Iran's latest overture to the Vienna-based UN agency, which has long urged Tehran to address disputes about its nuclear agenda, coincides with a sharpening of international sanctions imposed on Iran over its nuclear work.

 


The Bushehr nuclear power plant (Photo: AFP)

 

Western diplomats tend to see such invitations as attempts by Iran, a major oil producer, to buy time and ease international pressure without heeding UN demands to curb activity that could be put to making atomic bombs and to be transparent about its program to ease misgivings about it.

 

One Western envoy this week dismissed Iran's new offer of talks as part of a "charm offensive" without any commitment from Tehran "to talk substance".

 

Iran insists it is enriching uranium solely for peaceful purposes, saying that its nuclear work is a peaceful bid to generate electricity so that it can export more of its oil and gas.

 

Western fears that Iran is seeking to develop atomic bomb capability were reinforced by a Nov. 8 IAEA report that said Tehran appeared to have worked on designing a nuclear weapon.

 

Iran initially invited Herman Nackaerts, IAEA deputy director general and head of nuclear safeguards inspections worldwide, in October.

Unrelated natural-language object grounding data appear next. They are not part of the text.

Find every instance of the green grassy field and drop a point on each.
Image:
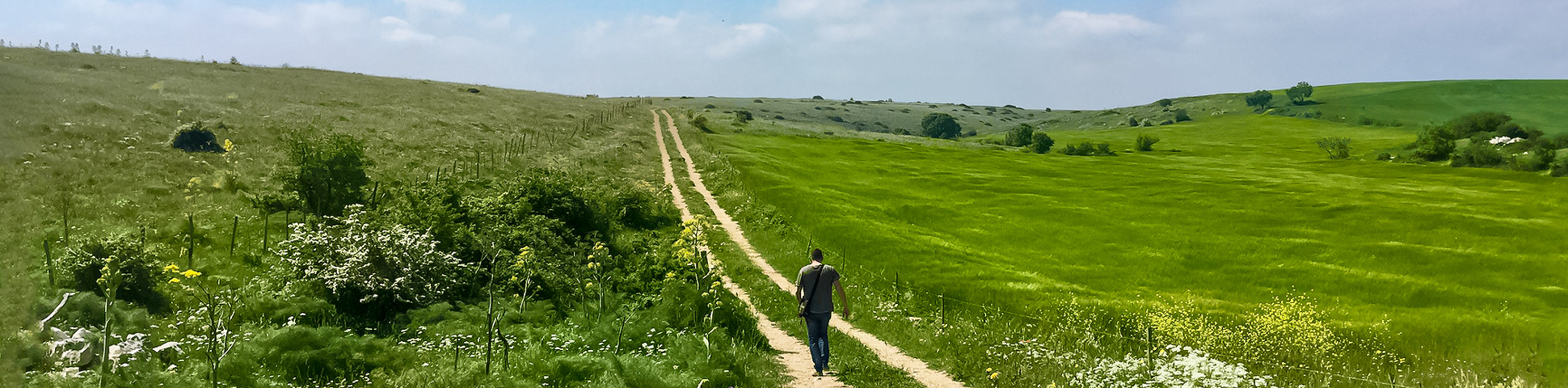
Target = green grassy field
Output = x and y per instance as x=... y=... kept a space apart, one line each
x=1410 y=104
x=1228 y=213
x=86 y=137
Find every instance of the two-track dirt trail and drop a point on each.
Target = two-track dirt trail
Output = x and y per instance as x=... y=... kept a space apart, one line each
x=919 y=369
x=794 y=354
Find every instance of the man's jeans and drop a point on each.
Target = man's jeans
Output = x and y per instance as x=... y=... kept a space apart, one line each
x=817 y=338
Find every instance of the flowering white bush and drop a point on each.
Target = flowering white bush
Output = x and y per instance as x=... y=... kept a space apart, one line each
x=372 y=263
x=1175 y=366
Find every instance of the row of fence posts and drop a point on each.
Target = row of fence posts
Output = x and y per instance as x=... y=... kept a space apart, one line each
x=508 y=151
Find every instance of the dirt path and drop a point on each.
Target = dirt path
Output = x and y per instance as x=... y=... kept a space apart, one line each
x=889 y=354
x=795 y=357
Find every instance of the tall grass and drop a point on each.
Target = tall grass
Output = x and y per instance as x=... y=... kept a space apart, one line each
x=1402 y=259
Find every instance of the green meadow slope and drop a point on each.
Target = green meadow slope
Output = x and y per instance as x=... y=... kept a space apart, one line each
x=1456 y=268
x=88 y=138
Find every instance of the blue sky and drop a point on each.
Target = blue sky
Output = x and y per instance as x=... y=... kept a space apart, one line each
x=1032 y=54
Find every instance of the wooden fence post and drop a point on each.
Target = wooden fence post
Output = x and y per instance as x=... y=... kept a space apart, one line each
x=190 y=238
x=49 y=261
x=234 y=236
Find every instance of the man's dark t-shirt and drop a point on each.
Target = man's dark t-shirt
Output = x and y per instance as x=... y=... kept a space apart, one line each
x=820 y=297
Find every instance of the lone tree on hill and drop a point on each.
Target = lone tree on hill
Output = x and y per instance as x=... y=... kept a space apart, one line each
x=1019 y=136
x=1299 y=93
x=1042 y=143
x=330 y=171
x=940 y=126
x=1259 y=99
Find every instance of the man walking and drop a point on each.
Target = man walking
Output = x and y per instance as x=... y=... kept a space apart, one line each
x=816 y=305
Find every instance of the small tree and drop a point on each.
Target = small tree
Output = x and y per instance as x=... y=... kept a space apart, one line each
x=1145 y=141
x=940 y=126
x=330 y=171
x=1336 y=146
x=1042 y=143
x=1434 y=143
x=1299 y=93
x=1259 y=99
x=1019 y=136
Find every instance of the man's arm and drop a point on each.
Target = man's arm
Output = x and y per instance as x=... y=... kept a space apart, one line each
x=842 y=299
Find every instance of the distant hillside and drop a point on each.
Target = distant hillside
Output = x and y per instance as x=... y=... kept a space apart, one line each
x=1531 y=103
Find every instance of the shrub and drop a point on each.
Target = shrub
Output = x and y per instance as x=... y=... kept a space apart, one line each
x=1432 y=145
x=1087 y=148
x=330 y=171
x=313 y=356
x=1145 y=141
x=1477 y=154
x=1336 y=146
x=1259 y=99
x=1040 y=143
x=1019 y=136
x=195 y=137
x=1299 y=93
x=702 y=123
x=1476 y=123
x=138 y=271
x=370 y=268
x=940 y=126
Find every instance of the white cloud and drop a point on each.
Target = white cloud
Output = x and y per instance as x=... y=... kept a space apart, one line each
x=1079 y=24
x=441 y=6
x=745 y=36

But Iran's angry reaction to the agency report the following month threw those plans into doubt.

 

Previous visits to Iran by senior IAEA officials have failed to make significant progress towards resolving the long-running row over Iran's nuclear programme, a dispute which has the potential to ignite a wider conflict in the Middle East.

 

IAEA inspectors monitor Iran's declared nuclear sites but their movements are otherwise restricted.